Well, I must confess when I first agreed to take over maintenance of this plugin I wasn’t prepared for just how burned out I’d gotten at the time, so while I did manage to get 3.3.7 out the door, I have to admit progress was far slower than I would’ve liked.

But, version 4.0.0 is finally done, and I’ve managed to integrate a bunch of changes I had queued up while dealing with a bunch of open issues in the tracker.

Here’s hoping I didn’t break anything horribly (I dogfood the main branch on my own blog but I’m not going to claim that exercises every corner of the codebase, and I’ve not begun the monumental effort to close out issue #29, so automated tests are still very much absent).

With that said, version 4.0.0 of this plugin brings along a couple of major new features, along with some more minor enhancements. While the gem behaviour and associated configuration should be backward compatible with the 3.x series, the changes are significant enough that I felt it best to bump the major version of the plugin so folks are less likely to experience a surprise upgrade.

Syndication support

Services like brid.gy and news.indieweb.org make use of webmentions to support automated syndication of content from blogs to various third-party silos, including Mastodon, Github, and so on (in fact, that’s how this blog is syndicated to the Fediverse). While previously it was possible to use this plugin to integrate with those services, the integration was a bit tedious and there were key bits of functionality missing to enable a full integration.

This version of the plugin introduces a whole new set of functionality, along with related configuration and documentation, for simplifying the integration with these types of services.

For more information you can check out the documentation for the feature.

Enhanced error handling

Prior to version 4.0.0, error handling in this plugin was fairly basic with only a few settings to control behaviour. With the introduction of syndication support, it became more important to have finer-grained control over error handling so that, for example, syndication targets don’t get accidentally blacklisted due to configuration errors on the source site or outages on the target service.

As a result, this plugin adds a variety of new behaviours and associated configuration settings that offers the user significantly more control over how these types of errors are handled.
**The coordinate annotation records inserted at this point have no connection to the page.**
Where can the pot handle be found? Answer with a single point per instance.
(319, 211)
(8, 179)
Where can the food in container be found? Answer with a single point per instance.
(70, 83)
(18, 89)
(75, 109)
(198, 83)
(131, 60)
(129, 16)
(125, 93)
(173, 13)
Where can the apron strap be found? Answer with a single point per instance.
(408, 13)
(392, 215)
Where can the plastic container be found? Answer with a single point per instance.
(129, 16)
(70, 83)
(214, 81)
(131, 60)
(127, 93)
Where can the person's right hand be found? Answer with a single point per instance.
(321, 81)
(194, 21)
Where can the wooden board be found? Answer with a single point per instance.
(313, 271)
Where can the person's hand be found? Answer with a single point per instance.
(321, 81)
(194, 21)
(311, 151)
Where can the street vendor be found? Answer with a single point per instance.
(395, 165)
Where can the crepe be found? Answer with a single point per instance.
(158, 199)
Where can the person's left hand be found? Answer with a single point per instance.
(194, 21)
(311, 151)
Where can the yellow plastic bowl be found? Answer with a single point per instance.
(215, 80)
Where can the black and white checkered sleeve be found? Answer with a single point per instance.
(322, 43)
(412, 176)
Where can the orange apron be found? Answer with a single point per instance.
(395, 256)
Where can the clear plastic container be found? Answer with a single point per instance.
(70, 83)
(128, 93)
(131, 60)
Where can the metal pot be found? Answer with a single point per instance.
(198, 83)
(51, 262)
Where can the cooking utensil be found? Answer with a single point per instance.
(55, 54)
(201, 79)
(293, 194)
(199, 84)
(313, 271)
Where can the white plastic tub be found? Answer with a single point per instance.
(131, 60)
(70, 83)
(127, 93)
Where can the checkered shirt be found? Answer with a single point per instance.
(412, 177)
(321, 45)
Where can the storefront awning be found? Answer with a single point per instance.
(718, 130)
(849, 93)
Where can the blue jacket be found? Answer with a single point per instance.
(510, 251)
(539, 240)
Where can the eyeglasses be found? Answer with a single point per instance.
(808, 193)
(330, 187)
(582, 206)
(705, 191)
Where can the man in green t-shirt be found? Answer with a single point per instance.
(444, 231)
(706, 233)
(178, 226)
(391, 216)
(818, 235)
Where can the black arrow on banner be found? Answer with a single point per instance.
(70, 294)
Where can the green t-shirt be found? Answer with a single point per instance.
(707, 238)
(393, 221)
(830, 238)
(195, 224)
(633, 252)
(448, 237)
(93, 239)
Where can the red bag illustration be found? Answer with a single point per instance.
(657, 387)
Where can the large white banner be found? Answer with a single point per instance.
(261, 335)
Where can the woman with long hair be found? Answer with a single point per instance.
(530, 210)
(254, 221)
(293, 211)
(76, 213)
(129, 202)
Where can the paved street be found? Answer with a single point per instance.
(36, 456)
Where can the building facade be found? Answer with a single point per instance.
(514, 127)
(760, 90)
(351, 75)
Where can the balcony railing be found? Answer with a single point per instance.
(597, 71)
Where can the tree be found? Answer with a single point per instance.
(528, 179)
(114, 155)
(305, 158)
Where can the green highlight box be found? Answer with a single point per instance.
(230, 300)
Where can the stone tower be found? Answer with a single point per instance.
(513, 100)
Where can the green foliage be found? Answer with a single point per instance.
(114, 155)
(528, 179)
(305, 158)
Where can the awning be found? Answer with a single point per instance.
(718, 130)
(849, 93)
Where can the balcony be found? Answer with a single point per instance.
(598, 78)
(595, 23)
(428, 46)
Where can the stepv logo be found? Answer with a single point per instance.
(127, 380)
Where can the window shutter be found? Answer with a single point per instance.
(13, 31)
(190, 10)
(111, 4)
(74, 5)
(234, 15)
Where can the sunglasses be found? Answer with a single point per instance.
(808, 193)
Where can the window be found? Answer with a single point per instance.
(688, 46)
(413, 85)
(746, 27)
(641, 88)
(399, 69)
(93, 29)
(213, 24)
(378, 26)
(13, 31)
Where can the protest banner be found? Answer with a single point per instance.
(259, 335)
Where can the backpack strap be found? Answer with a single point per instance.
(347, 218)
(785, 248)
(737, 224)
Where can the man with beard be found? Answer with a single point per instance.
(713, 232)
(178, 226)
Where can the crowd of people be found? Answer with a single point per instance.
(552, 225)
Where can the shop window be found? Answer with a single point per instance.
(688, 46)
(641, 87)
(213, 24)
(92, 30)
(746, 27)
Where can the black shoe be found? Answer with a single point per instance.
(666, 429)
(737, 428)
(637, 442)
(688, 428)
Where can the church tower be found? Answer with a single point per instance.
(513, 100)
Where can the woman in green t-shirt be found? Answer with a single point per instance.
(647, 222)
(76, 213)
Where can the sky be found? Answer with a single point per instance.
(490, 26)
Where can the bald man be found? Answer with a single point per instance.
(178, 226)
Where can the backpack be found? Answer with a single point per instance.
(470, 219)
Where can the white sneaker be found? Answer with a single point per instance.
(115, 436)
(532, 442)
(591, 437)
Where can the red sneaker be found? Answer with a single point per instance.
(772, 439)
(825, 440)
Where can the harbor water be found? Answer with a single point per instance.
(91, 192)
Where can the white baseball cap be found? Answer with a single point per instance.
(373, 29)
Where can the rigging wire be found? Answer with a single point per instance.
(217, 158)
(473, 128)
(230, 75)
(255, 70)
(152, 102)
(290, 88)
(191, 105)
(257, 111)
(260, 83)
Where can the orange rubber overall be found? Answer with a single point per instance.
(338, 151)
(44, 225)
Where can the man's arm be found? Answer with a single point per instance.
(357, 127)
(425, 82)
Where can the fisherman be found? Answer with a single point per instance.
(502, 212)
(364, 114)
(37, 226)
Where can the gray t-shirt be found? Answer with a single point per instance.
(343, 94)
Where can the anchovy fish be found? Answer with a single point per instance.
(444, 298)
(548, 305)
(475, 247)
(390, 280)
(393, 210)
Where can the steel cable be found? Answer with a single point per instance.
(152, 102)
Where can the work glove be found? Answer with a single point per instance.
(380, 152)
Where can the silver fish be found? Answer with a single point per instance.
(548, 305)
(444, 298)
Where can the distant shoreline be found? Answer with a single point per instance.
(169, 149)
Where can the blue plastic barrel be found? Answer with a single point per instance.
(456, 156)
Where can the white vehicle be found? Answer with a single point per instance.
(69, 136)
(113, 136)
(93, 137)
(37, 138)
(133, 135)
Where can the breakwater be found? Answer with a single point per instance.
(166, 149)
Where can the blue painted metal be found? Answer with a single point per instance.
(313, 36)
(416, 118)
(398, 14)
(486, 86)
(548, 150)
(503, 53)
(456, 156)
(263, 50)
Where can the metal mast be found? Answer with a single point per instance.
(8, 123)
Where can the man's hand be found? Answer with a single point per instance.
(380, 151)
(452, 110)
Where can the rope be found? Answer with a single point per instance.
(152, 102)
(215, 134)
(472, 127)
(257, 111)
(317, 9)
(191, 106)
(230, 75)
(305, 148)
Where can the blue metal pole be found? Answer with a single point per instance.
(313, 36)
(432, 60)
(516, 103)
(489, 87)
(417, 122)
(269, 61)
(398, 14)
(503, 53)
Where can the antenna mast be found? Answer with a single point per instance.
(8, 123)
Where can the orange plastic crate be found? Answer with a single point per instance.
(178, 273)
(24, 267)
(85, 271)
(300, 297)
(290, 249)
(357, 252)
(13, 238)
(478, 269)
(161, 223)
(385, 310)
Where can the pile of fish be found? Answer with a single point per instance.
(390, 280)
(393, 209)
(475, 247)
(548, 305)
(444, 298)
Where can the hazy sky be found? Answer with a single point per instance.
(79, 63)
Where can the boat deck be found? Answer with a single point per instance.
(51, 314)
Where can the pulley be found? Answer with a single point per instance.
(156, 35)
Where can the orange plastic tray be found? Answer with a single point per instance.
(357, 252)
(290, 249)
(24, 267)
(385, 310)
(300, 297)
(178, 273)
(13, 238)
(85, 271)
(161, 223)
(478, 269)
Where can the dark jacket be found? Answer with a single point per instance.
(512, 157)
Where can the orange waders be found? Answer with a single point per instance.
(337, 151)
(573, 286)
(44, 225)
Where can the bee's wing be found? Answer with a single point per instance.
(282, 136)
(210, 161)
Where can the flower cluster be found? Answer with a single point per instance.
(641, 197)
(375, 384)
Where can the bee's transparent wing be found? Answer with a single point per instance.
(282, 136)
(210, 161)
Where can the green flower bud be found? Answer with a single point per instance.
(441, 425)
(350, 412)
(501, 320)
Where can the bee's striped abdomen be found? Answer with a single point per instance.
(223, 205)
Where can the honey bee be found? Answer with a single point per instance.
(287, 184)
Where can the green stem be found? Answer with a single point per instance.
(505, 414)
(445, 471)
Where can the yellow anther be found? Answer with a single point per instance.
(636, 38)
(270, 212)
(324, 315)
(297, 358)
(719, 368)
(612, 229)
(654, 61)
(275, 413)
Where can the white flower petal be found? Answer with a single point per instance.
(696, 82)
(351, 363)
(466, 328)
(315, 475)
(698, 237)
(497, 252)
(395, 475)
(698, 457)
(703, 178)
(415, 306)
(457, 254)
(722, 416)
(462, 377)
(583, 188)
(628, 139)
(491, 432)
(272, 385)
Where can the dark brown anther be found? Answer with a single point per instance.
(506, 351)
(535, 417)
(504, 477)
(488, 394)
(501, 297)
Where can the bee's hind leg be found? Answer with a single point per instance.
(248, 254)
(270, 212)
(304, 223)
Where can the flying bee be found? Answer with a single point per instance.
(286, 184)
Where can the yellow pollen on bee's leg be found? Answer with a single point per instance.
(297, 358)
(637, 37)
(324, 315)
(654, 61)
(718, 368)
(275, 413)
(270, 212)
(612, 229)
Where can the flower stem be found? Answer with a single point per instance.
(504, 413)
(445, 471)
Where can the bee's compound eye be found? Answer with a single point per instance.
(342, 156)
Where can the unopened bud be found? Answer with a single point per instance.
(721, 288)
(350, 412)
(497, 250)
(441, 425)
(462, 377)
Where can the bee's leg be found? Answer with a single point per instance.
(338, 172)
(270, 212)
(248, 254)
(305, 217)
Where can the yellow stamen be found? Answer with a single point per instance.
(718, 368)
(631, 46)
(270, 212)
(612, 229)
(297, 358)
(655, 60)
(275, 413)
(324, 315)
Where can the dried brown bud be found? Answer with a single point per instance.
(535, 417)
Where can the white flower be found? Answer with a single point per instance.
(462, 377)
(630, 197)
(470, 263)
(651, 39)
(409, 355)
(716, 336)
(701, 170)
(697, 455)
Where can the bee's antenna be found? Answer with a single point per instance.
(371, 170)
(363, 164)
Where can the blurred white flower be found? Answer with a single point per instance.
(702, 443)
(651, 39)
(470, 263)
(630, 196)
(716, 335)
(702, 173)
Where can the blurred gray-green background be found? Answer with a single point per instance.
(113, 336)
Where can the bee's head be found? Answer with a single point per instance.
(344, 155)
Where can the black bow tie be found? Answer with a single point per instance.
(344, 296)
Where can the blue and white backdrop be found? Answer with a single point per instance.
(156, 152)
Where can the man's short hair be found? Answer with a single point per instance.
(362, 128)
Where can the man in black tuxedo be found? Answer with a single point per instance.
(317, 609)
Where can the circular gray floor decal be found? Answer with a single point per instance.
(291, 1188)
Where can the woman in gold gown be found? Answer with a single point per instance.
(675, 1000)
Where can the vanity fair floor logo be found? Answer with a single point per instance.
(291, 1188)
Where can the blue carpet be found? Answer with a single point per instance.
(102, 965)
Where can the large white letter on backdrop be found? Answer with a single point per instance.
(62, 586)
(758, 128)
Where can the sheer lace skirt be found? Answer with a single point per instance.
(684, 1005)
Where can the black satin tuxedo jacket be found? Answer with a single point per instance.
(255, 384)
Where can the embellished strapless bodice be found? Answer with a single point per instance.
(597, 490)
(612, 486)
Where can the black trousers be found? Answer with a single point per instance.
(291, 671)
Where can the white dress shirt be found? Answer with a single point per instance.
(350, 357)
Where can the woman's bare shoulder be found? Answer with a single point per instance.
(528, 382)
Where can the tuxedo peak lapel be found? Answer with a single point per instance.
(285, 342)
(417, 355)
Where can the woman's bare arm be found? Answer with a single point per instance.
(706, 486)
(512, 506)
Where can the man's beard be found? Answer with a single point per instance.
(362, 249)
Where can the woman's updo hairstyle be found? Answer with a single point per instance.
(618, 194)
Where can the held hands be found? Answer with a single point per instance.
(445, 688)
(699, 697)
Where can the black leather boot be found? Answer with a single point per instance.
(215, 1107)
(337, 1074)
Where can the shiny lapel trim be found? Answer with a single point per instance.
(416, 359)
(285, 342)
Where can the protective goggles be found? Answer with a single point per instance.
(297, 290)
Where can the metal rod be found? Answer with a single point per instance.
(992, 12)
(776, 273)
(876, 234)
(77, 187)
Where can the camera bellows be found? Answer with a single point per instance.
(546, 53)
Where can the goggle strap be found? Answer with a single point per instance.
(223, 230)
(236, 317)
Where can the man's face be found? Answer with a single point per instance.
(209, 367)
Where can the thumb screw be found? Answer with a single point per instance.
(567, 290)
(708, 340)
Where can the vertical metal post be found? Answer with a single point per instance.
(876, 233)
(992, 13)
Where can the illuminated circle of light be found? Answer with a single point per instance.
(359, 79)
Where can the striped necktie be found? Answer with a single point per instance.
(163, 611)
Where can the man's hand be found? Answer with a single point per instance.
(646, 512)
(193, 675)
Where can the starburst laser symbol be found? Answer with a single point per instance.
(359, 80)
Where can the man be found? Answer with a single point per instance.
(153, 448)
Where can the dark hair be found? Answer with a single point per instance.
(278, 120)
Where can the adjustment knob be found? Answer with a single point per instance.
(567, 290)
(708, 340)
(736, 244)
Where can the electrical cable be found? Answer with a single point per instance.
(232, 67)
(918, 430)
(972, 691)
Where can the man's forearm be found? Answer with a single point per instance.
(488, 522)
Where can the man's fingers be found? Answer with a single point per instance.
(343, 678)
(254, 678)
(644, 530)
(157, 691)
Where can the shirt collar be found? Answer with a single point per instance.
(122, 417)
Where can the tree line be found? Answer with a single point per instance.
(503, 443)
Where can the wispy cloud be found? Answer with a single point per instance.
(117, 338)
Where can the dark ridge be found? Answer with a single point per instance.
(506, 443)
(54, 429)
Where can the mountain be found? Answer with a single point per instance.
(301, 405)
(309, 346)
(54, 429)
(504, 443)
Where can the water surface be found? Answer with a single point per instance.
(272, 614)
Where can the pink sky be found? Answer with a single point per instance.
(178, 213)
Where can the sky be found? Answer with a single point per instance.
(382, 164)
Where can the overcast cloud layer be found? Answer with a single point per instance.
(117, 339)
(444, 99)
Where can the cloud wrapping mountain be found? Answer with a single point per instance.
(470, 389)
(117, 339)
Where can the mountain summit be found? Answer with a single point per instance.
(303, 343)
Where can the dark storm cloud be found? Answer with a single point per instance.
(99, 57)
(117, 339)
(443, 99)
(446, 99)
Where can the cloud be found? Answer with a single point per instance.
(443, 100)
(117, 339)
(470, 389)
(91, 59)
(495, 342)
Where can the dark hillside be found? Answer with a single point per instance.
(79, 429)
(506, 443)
To learn more about these additional features and associated configuration options, checkout the associated documentation.

Additional changes

Support for Ruby 3.2

Thanks to Daniel Pietzsch for contributing this change, which removes the string_reflection gem from our list of dependencies, as it does not currently work with Ruby 3.2, and replaces it with the activesupport gem, which does.

Don’t process inbound webmentions as markdown-formatted text

Previous versions of this plugin passed inbound webmention content received from webmention.io through a markdown formatter. However, content received from that service is actually sanitized HTML and should be treated accordingly.

As a result, the plugin no longer formats this content and, by default, passes it straight through to the formatting template.

For users who wish to preserve the old behaviour, this can be done by setting up a custom template and passing the content through markdownify.

In previous versions, this plugin would attempt to process and send webmentions to URL targets that were lacking a protocol specifier. Unfortunately, this code was broken and resulted in the plugin crashing. Given that no user reported this issue, I assume this functionality was not in use by anyone, and so rather than fixing the code I’ve removed it.

If it turns out this feature is important, please file an issue and I can investigate re-introducing it.

Support for short URLs

When syndicating to silos, it’s often desirable to post a shortened backlink URL in order to save characters. This plugin now supports specifying a shorturl value in the page frontmatter that is used as the source when sending a webmention to a target.

How you populate that field is up to you. On this blog I used this technique to build my own simple URL shortener using Apache RewriteMaps.

Ignore drafts

The draft frontmatter value is used by the jekyll-feed plugin to ignore posts in a blog feed, however in previous versions of this plugin this frontmatter was ignored when gathering and sending webmentions. This behaviour has now been fixed and draft posts are ignored by the plugin.

Bookmark support

Along with in_reply_to, the plugin now recognizes the bookmark_of frontmatter value and will send a webmention to the indicated target.

Some documentation cleanups

While Aaron did a great job of putting together solid documentation for enabling this plugin, I saw some opportunities to streamline things a bit and hopefully simplify onboarding. As a result, I’ve done a first pass at trying to further improve the documentation. I have no doubt there’s still a long way to go to make this gem as easy as possible to set up, but I hope this is a good step forward!